Influence of Late Carboniferous–Early Permian climate change on the sedimentary evolution – a case study of the lacustrine Lower Anthracosia Shales (Intra-Sudetic Basin, SW Poland)



lacustrine sediments, organic-rich sediments, palaeoclimate, geochemistry, Intra-Sudetic Basin


    The Anthracosia Shales are lacustrine deposits within the volcano-sedimentary Pennsylvanian– Lower Permian succession of the Intra-Sudetic Basin. Core from the Rybnica Leśna PIG 1 borehole, which penetrated the Lower Anthracosia Shales, was analysed to explore the influence of climate on the evolution of the palaeolake, as distinct from tectonic and volcanic forcing. This reconstruction was made using mineralogical and geochemical proxies (elemental and mineralogical composition, TOC values, presence of framboidal pyrite and siderite). Based on the results, three chemically different intervals previously introduced by Wójcik-Tabol et al. (2021) are described. They represent the following stages of lake evolution: transgression (interval I), open lake (interval IIA and IIB), and termination (interval IIC and III).
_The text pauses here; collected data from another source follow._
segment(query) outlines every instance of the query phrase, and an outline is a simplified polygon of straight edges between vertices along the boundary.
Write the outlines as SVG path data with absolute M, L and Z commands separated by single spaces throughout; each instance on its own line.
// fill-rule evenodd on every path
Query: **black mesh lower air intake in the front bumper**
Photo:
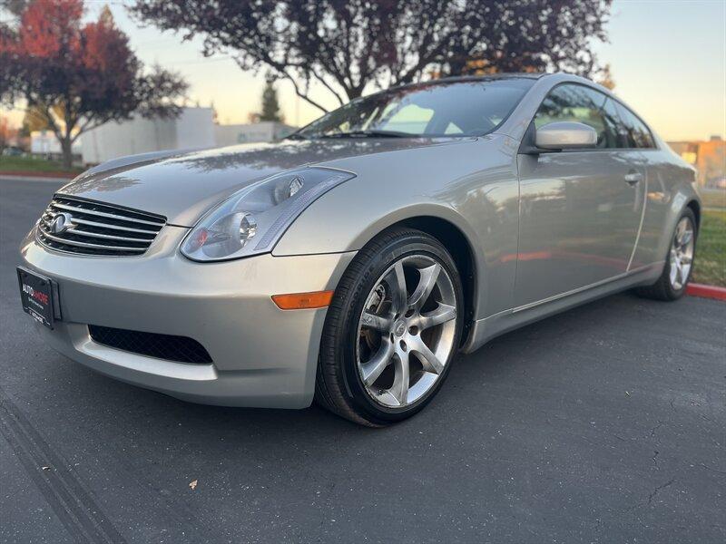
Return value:
M 204 346 L 187 336 L 157 335 L 100 325 L 88 325 L 88 332 L 98 344 L 133 354 L 179 363 L 211 363 L 211 356 Z

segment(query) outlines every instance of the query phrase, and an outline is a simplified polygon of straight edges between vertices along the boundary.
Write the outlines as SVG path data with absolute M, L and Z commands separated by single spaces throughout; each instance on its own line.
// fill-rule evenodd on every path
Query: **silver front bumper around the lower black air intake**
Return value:
M 280 310 L 270 296 L 334 289 L 355 252 L 195 263 L 166 226 L 142 257 L 81 257 L 43 248 L 34 231 L 25 267 L 58 283 L 62 318 L 37 325 L 60 353 L 93 370 L 183 400 L 303 408 L 312 402 L 326 308 Z M 93 341 L 87 325 L 188 336 L 211 364 L 137 355 Z

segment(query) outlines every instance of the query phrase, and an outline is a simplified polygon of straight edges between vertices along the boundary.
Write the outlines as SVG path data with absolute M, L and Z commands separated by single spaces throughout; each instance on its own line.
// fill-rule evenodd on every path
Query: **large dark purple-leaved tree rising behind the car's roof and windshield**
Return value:
M 201 36 L 245 70 L 318 81 L 341 99 L 441 74 L 598 69 L 612 0 L 135 0 L 143 23 Z M 295 84 L 309 98 L 309 86 Z

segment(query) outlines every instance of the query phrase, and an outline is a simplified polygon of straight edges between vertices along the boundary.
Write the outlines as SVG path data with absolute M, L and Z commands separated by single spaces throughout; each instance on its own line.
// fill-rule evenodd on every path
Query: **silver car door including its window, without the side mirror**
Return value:
M 597 147 L 518 155 L 515 307 L 623 274 L 640 227 L 643 156 L 626 149 L 612 100 L 584 85 L 558 85 L 534 119 L 536 128 L 554 121 L 592 126 Z

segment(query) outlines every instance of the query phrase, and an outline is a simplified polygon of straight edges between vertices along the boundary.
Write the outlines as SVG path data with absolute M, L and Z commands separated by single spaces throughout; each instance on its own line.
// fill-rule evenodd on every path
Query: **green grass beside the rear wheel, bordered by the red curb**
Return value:
M 726 209 L 703 211 L 692 281 L 726 287 Z

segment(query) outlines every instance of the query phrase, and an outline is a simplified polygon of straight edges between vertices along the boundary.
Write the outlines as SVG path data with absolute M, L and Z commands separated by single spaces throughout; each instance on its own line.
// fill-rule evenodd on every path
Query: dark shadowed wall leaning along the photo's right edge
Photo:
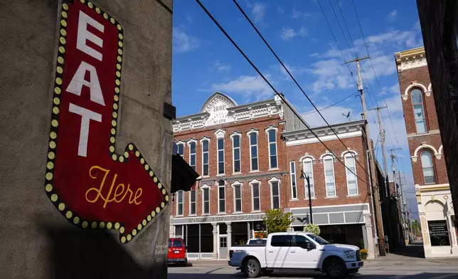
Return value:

The initial stage of the lake (interval I) was probably related to a rise in humidity in the Late Pennsylvanian, linked to a southern Gondwana interglacial episode. Interval IIA represents the deepest facies of the Anthracosia Basin, where lake-floor anoxia prevailed. This stage was followed by a gradual lake-level fall recorded in interval IIB, with documented seasonality in humid and warm conditions. Interval IIC represents a stepwise lake regression attributed to aridification, as indicated by proxies showing a decrease in chemical weathering. Turbiditic sandy laminae in interval III reflect the terminal stage of lake infill.